# Discrete Math Question

1. Oct 23, 2014

### pyronova

• Member warned about not using the homework template
Show that A - (B intersection C) = (A - B) union (A - C)

Right Hand Side = ( A - B) union ( A - C)
= (A intersection B) union (A intersection C)
= A - (B intersection C) ?

Easy problem but confused..thanks

2. Oct 23, 2014

### PeroK

Note that $A - B = A \cap B'$

You could solve this by showing that $x \in LHS \ \ \Rightarrow \ \ x \in RHS$ and vice versa.

3. Oct 23, 2014

### GFauxPas

Not sure why this is in the Engineering forum.
Mod note: It's now in the Precalc section.
One way to prove equality of sets is to show each is a subset of the other. So you want to prove that:
$a \land \neg (b \land c) \implies (a \land \neg b) \lor (a \land \neg c)$
$(a \land \neg b) \lor (a \land \neg c) \implies a \land \neg (b \land c)$
I'd use DeMorgan's on the LHS on the first and on the RHS on the second, personally.
edit: or factor, if your professor allows you to do it that way.
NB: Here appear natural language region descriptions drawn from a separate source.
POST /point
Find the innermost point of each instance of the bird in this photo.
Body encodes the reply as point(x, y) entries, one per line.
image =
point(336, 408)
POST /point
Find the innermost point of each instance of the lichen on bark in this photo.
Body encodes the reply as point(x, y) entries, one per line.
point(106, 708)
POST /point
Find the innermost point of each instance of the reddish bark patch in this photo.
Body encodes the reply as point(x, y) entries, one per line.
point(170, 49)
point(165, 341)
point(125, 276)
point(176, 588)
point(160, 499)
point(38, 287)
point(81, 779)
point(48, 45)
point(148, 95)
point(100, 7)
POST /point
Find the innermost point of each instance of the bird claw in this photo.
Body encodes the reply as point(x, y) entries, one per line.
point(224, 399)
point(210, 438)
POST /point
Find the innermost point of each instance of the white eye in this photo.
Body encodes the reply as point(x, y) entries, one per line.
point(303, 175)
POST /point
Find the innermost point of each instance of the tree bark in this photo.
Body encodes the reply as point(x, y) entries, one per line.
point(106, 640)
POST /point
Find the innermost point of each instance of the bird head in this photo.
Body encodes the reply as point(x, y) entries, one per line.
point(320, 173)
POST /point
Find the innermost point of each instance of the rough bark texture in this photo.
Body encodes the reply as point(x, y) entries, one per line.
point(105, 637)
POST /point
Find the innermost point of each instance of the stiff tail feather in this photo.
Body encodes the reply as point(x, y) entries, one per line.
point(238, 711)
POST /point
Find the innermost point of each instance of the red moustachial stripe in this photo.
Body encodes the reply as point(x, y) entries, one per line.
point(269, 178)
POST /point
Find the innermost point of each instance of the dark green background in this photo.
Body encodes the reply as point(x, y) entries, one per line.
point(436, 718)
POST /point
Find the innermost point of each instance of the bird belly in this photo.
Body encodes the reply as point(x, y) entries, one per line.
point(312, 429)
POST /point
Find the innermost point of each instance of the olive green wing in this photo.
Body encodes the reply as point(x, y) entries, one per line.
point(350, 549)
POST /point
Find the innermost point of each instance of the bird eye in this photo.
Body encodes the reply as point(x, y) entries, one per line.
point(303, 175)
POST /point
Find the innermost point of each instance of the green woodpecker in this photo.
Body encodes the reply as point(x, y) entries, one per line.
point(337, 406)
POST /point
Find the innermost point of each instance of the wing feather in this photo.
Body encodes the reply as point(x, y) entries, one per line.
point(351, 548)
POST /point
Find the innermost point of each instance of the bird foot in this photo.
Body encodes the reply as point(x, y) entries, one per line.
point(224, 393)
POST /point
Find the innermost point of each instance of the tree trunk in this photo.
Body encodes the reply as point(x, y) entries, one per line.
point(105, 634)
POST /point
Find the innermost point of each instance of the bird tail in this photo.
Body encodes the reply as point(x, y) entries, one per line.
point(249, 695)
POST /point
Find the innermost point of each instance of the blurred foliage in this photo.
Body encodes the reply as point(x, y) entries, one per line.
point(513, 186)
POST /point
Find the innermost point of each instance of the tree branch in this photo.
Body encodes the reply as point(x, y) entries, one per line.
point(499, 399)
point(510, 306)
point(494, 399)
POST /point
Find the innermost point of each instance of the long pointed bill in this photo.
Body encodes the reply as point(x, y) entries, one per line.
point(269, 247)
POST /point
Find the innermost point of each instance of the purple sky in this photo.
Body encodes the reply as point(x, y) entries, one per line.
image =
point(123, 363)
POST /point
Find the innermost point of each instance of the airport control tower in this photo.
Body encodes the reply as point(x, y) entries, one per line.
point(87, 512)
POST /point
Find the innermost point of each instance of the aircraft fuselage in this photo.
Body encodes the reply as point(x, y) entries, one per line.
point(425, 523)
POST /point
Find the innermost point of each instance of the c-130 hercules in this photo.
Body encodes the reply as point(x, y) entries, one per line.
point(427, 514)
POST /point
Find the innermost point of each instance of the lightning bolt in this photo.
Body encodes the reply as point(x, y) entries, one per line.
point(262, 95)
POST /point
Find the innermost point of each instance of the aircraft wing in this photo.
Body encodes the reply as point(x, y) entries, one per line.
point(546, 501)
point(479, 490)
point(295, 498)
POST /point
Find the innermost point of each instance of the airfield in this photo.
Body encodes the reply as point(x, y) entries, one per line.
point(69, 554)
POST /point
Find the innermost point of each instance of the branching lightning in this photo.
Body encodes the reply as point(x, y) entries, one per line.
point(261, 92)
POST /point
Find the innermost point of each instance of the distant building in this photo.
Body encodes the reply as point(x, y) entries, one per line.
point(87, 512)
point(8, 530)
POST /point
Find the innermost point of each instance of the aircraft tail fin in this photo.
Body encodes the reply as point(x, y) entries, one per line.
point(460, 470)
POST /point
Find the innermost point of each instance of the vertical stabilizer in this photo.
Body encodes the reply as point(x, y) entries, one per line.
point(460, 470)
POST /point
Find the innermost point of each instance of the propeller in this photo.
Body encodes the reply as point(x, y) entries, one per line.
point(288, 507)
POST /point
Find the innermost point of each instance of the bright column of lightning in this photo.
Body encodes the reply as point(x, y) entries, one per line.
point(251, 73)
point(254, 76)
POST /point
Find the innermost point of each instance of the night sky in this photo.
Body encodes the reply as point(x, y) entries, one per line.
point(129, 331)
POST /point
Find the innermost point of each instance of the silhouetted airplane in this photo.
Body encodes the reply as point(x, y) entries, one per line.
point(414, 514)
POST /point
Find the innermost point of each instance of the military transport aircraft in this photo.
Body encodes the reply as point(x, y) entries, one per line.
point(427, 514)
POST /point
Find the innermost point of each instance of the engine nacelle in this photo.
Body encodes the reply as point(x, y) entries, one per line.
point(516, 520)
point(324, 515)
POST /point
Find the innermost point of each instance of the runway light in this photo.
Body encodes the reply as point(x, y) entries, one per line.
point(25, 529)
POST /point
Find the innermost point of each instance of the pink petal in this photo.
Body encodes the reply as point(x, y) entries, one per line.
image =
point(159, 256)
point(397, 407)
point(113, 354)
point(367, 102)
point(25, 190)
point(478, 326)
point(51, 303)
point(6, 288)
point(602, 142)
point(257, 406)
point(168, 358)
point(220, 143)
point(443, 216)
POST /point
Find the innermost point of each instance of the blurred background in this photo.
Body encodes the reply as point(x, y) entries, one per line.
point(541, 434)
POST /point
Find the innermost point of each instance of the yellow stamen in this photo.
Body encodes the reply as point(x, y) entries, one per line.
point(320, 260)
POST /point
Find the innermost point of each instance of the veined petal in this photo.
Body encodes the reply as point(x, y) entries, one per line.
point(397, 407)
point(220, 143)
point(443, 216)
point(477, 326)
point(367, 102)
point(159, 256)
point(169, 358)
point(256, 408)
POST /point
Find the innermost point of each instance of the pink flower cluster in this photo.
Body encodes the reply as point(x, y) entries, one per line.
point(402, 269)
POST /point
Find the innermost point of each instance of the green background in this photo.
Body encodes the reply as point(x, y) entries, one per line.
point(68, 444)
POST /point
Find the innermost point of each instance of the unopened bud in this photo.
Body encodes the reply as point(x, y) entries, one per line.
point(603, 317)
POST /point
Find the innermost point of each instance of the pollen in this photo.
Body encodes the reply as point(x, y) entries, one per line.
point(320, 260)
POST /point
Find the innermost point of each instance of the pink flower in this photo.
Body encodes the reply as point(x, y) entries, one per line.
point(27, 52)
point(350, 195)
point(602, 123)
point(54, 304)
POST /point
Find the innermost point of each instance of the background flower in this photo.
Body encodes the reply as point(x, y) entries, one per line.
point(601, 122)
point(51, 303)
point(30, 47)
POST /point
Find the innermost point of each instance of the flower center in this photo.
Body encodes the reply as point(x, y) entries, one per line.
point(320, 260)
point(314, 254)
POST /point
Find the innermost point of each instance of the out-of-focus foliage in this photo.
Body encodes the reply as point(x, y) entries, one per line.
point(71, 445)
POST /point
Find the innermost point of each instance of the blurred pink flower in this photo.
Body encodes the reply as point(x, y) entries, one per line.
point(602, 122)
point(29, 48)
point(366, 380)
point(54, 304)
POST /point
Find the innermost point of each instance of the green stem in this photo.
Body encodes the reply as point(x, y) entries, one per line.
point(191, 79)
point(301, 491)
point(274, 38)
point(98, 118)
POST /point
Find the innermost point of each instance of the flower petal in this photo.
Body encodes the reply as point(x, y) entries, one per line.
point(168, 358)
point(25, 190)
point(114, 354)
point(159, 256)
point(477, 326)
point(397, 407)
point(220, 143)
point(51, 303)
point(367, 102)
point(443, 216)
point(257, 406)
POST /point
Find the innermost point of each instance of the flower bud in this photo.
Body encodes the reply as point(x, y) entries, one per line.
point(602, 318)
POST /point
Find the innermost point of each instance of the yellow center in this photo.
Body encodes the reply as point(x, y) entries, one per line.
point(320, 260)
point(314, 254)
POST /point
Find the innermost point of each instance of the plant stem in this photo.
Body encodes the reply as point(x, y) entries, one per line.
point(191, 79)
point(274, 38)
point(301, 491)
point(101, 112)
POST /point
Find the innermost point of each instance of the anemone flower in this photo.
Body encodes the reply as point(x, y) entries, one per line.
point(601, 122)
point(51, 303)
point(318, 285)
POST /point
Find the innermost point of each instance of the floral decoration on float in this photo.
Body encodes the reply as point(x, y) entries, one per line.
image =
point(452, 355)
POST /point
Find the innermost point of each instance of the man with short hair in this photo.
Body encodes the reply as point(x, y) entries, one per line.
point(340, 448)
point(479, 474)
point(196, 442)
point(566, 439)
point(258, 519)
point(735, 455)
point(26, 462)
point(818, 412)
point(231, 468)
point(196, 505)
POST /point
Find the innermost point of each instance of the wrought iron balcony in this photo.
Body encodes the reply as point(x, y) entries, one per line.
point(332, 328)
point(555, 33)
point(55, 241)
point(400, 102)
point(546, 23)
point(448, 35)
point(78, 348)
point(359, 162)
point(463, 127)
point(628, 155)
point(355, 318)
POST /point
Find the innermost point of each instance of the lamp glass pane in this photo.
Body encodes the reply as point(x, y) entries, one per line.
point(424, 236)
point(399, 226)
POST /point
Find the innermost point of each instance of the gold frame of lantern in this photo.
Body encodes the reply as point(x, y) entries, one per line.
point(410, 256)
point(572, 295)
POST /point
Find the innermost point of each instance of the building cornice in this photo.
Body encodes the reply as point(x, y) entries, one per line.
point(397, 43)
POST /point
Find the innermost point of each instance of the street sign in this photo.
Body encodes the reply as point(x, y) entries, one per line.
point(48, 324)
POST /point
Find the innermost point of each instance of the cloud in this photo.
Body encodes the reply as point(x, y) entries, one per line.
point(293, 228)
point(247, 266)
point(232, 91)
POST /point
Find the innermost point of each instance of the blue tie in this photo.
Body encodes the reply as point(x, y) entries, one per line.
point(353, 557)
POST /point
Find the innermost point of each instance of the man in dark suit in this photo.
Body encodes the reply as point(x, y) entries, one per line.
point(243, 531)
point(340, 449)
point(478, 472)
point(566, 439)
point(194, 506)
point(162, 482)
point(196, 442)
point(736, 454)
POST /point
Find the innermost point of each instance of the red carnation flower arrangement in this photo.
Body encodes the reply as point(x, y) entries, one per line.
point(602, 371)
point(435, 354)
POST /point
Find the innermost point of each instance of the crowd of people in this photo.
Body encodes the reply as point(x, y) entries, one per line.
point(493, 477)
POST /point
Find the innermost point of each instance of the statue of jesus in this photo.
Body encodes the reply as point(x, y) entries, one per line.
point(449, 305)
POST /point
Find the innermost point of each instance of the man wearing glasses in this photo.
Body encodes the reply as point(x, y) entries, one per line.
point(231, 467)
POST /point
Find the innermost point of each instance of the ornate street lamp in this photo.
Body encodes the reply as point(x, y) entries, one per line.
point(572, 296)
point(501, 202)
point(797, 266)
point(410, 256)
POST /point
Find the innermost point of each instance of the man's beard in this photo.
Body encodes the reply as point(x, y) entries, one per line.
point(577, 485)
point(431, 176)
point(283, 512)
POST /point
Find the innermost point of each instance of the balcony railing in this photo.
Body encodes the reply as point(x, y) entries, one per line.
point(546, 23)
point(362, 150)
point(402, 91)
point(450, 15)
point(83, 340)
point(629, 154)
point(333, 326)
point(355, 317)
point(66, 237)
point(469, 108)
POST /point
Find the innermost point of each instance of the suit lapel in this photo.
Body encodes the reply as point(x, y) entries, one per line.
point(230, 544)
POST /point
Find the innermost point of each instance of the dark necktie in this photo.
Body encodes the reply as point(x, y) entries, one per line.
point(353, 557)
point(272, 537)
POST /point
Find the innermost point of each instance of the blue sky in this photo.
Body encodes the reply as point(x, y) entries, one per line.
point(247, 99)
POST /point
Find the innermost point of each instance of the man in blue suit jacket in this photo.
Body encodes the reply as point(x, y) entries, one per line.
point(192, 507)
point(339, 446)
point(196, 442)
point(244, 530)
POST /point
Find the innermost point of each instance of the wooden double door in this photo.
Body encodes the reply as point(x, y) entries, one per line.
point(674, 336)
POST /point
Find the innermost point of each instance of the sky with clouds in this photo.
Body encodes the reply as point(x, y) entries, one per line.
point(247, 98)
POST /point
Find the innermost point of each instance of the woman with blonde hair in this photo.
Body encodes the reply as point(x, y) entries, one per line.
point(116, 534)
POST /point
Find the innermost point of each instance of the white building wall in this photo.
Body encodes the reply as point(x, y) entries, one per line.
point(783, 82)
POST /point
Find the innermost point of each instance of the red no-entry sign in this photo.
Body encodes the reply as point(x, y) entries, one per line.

Last edited by a moderator: Oct 23, 2014
4. Oct 23, 2014

### Gilbert

I think there is a mistake in your equation : (A-B)∪(A-C) ≠ (A∩B)∪(A∩C).
Here it's a general example to verify it:
A={a,b,c,d} , B={a,c} and C={c,d}

A-(B∩C) = {a,b,c,d} - ({a,c}∩{c,d}} = {a,b,c,d} - {c} = {a,b,d}

And (A-B)∪(A-C) = {b,d}∪{a,b} = {a,b,d}

Then : A-(B∩C) = (A-B)∪(A-C).

But (A∩B)∪(A∩C) = {a,c,d} ≠ {a,b,d}

5. Oct 23, 2014

### PeroK

$A - B = A \cap B',$ $A - B \ne A \cap B$

That is the error.

6. Oct 24, 2014

### pyronova

So I have..
x∈RHS <---> x∈(A-B)U(A-C)
<----> x∈ A ^ xnot∈ B U x∈ A ^ xnot∈ C
<---->x∈ A∩B' U A∩C'
<----> x∈ A - (B' ∩ C')
<----> x∈ A - (B ∩ C) ?
man im lost

7. Oct 24, 2014

### PeroK

Stick with it. You are making progress. I would try it first like this

$x \in (A-B) \cup (A-C)$ iff (x is in A and not in B) or (x is in A and not in C)

Iff (x is in A) and (x is not in B or not in C) (check this step then keep going)

In this problem you really have to think about what the symbols mean. Rather than just trying to manipulate them according to some rules.